25 de outubro de 2011

Vovó vai à guerra







O que é o som senão a polifonia de todas vozes do 
cosmo e do homem? O cinema de Alexander Sokurov 
fala sem parar, só que ele não o faz apenas por palavras. 

–– Philippe Roger, “La poétique sonore de Sokurov” (2009).   

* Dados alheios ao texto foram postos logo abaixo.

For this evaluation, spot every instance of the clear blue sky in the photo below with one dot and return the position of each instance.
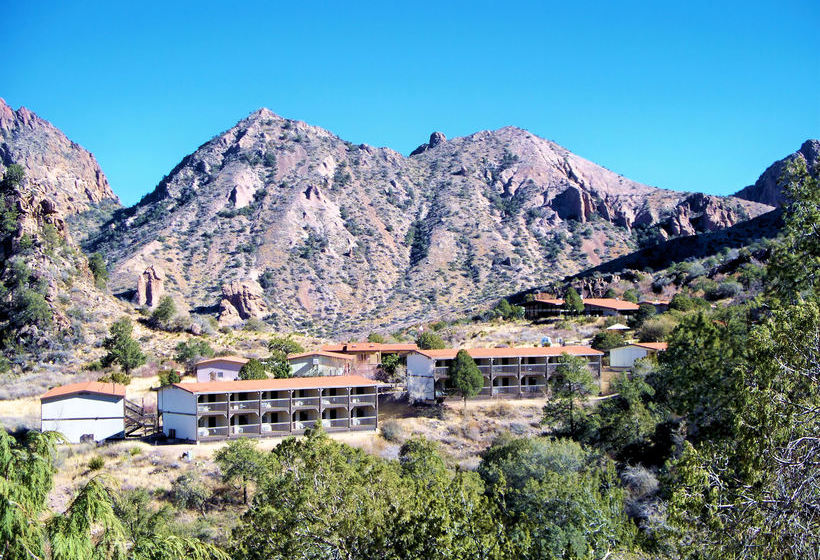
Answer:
(695, 95)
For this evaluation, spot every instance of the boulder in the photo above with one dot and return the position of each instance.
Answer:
(240, 301)
(150, 287)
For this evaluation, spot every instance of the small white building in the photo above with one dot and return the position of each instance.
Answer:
(221, 368)
(321, 363)
(624, 357)
(91, 409)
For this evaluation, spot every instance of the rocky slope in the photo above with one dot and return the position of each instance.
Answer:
(50, 304)
(767, 188)
(56, 168)
(291, 223)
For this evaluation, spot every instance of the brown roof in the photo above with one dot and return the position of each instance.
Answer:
(610, 303)
(547, 298)
(233, 359)
(368, 347)
(652, 345)
(324, 382)
(321, 353)
(539, 351)
(86, 387)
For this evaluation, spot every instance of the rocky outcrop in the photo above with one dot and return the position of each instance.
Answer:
(435, 139)
(346, 237)
(768, 189)
(150, 287)
(56, 168)
(241, 300)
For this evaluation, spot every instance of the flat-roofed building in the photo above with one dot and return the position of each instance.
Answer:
(89, 410)
(369, 354)
(320, 363)
(518, 372)
(624, 357)
(220, 368)
(267, 407)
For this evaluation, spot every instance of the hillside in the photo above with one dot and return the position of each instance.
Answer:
(51, 305)
(331, 237)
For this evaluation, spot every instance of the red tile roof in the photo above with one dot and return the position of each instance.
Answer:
(324, 382)
(537, 352)
(321, 353)
(368, 347)
(86, 387)
(610, 303)
(661, 346)
(232, 359)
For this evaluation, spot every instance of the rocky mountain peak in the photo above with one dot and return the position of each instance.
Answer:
(767, 189)
(57, 169)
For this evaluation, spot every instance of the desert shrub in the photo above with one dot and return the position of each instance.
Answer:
(656, 329)
(392, 431)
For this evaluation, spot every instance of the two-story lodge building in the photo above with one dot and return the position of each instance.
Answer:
(267, 407)
(507, 371)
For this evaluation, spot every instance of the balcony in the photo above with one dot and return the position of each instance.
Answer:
(270, 428)
(305, 402)
(268, 404)
(244, 405)
(212, 408)
(217, 432)
(363, 423)
(335, 400)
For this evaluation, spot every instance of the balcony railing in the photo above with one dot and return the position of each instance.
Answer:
(275, 427)
(220, 431)
(244, 405)
(275, 403)
(303, 424)
(537, 388)
(363, 421)
(334, 423)
(334, 399)
(245, 429)
(212, 407)
(305, 402)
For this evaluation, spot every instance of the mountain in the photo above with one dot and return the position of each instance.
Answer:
(56, 168)
(279, 219)
(767, 189)
(50, 302)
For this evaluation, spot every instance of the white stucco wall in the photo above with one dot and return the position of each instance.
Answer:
(77, 415)
(420, 381)
(218, 371)
(178, 410)
(305, 367)
(625, 356)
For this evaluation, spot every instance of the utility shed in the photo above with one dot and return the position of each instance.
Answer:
(221, 368)
(311, 364)
(84, 410)
(624, 357)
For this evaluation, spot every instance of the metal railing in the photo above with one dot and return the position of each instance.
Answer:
(275, 427)
(212, 407)
(362, 399)
(219, 431)
(275, 403)
(244, 405)
(335, 399)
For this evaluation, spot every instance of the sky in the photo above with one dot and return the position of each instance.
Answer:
(689, 95)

Pode parecer estranho, mas é um filme de guerra sem cenas de guerra. Poucas vezes na história do cinema, contudo, a vida cotidiana de um exército em guerra foi tão presente e tão angustiante. Em cena, Alexandra Nikolaevna (a "diva" de outras épocas Galina Vishnevskaya, mais conhecida pelos apreciadores da música erudita, cantora de ópera e viúva do célebre violoncelista e maestro Mstislav Rostropovich), em performance comovente, impecável, é uma velha senhora que chega da Rússia para visitar e matar as saudades do neto, capitão num acampamento militar em algum lugar na Chechênia. A situação é, no mínimo, extremamente original: porque gente como aquela velha senhora não visita campos de guerra nem nos filmes e nem na vida real.

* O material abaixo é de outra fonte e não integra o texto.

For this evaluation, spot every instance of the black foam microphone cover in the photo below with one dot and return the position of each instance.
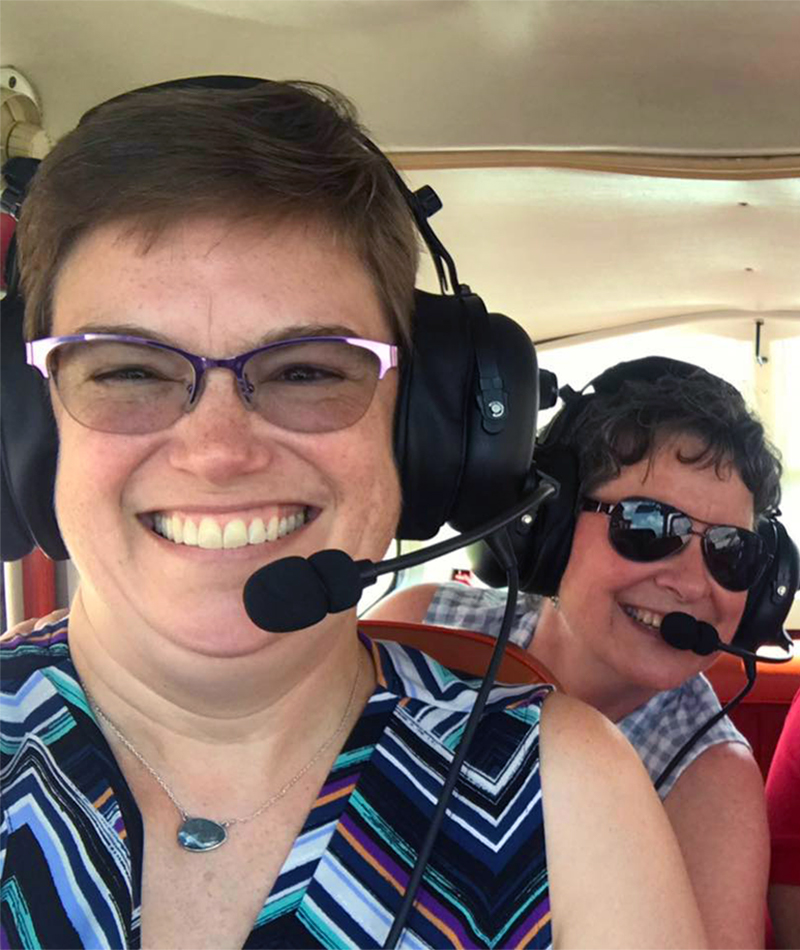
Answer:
(685, 632)
(286, 595)
(296, 592)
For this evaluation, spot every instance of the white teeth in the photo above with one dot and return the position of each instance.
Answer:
(212, 535)
(256, 533)
(647, 617)
(209, 534)
(235, 534)
(189, 532)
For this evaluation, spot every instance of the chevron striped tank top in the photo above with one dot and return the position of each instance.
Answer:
(72, 834)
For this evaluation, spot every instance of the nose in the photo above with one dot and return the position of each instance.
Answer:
(220, 439)
(685, 574)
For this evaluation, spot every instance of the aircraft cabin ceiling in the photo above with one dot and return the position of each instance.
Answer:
(494, 103)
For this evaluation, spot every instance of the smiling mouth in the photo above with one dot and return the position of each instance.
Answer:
(647, 618)
(217, 532)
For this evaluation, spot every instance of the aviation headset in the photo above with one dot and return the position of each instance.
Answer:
(543, 548)
(465, 420)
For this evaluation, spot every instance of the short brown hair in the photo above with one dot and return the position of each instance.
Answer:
(632, 423)
(274, 150)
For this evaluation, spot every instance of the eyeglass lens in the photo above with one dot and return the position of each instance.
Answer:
(130, 388)
(644, 530)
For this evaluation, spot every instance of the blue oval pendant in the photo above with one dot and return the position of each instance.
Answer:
(201, 834)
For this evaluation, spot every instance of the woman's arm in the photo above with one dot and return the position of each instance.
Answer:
(616, 874)
(410, 605)
(718, 813)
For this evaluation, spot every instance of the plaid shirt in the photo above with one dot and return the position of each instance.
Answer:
(657, 729)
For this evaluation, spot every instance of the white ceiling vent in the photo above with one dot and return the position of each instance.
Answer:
(21, 119)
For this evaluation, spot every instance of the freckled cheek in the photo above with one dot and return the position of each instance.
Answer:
(93, 470)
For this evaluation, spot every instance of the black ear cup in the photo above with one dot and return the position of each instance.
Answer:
(29, 449)
(466, 415)
(769, 602)
(542, 547)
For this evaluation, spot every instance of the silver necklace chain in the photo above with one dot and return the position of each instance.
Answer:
(273, 798)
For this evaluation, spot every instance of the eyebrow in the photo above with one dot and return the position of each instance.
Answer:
(294, 332)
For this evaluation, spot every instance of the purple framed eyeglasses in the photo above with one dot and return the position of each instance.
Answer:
(130, 385)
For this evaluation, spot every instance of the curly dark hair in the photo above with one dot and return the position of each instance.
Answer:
(621, 428)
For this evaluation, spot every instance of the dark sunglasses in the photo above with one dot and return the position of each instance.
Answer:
(643, 530)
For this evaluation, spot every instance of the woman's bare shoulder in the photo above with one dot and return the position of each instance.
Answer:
(616, 874)
(410, 604)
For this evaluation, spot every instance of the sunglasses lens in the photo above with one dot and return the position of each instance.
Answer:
(125, 388)
(735, 557)
(639, 530)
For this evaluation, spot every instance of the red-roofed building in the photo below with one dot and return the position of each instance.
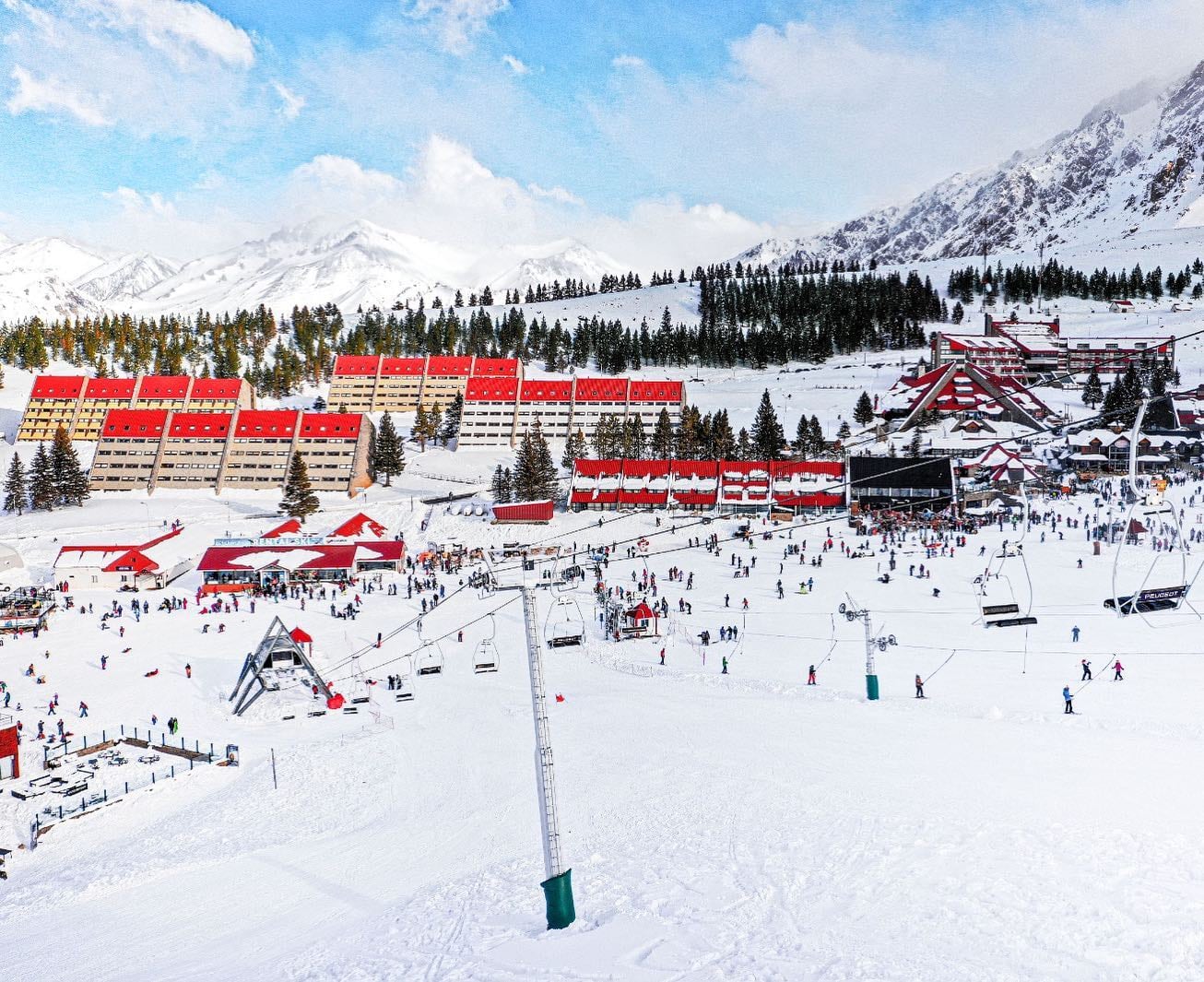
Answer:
(149, 565)
(79, 405)
(735, 486)
(249, 448)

A presença solene de vovó Alexandra em pleno acampamento do exército russo é um corpo estranho, ainda mais que ela tenta modificar aquela rotina abrutalhada de poucos sorrisos, pouco sentimento e poucas palavras. Com um título enigmático que evoca tanto o nome do diretor, Alexander Sokurov (que nos créditos do filme aparece com a grafia Aleksandr Sokúrov ou em outras variações, dependendo do idioma ocidental que traduz a grafia do idioma russo), como aquele lendário centro de saber do passado remoto (e, não por acaso, tendo como cenário de guerra o mesmo território em que morreu, três séculos antes de Cristo, o mítico Alexandre, o Grande – talvez o mais célebre de todos os conquistadores da Antiguidade), "Alexandra" completa a trilogia familiar que o cineasta russo iniciou na década de 1990, com o comovente "Mãe e Filho" (1997), seguido depois por "Pai e Filho" (2003).

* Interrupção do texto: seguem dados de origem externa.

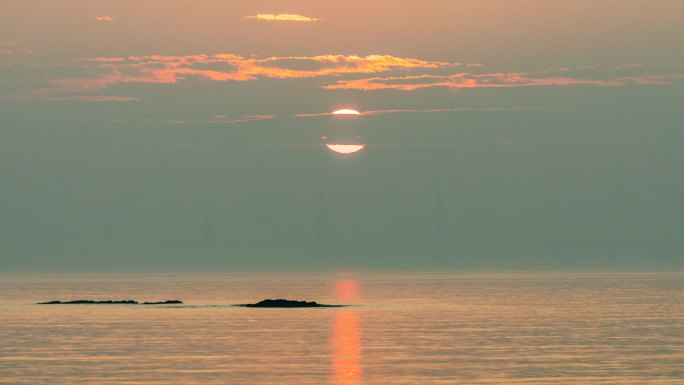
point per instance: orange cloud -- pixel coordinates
(281, 17)
(499, 80)
(228, 67)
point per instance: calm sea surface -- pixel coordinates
(442, 328)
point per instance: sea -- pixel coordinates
(448, 327)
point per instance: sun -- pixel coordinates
(345, 149)
(346, 112)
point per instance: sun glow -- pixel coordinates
(345, 148)
(346, 112)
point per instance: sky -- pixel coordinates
(169, 135)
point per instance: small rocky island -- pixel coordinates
(110, 302)
(286, 303)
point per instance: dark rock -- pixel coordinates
(169, 302)
(285, 303)
(91, 302)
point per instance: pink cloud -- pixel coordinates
(502, 80)
(281, 17)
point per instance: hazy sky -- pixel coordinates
(165, 134)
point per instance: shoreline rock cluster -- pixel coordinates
(110, 302)
(286, 303)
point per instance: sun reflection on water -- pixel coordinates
(346, 338)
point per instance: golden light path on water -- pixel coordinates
(345, 148)
(346, 337)
(346, 111)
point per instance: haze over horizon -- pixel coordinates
(166, 136)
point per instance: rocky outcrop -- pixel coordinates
(91, 302)
(110, 302)
(285, 303)
(168, 302)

Na trilogia, realizada de forma intercalada no período de 11 anos em que o cineasta realizou um total de 13 filmes, o belo e profundamente angustiante "Alexandra" foi precedido por filmes a seu modo também enigmáticos. Em “Mãe e Filho”, Alexander Sokurov retrata o final da vida de uma mãe, idosa e adoentada, com o filho mais novo, dedicado e fragilizado, que cuida dela em uma jornada por paisagens oníricas, isoladas do resto do mundo, entre paradas momentâneas por estradas sinuosas e na volta para casa. Em “Pai e Filho”, o olhar alegórico do diretor e roteirista aborda uma relação das mais intensas e pouco comum: um breve período na vida de afetos extremos entre os dois personagens, que às vezes parecem irmãos, às vezes parecem amantes, isolados num pequeno apartamento de uma cidade à beira-mar. A exemplo do pai, o filho gosta de esportes, tem problemas com a namorada e é aluno de uma escola militar.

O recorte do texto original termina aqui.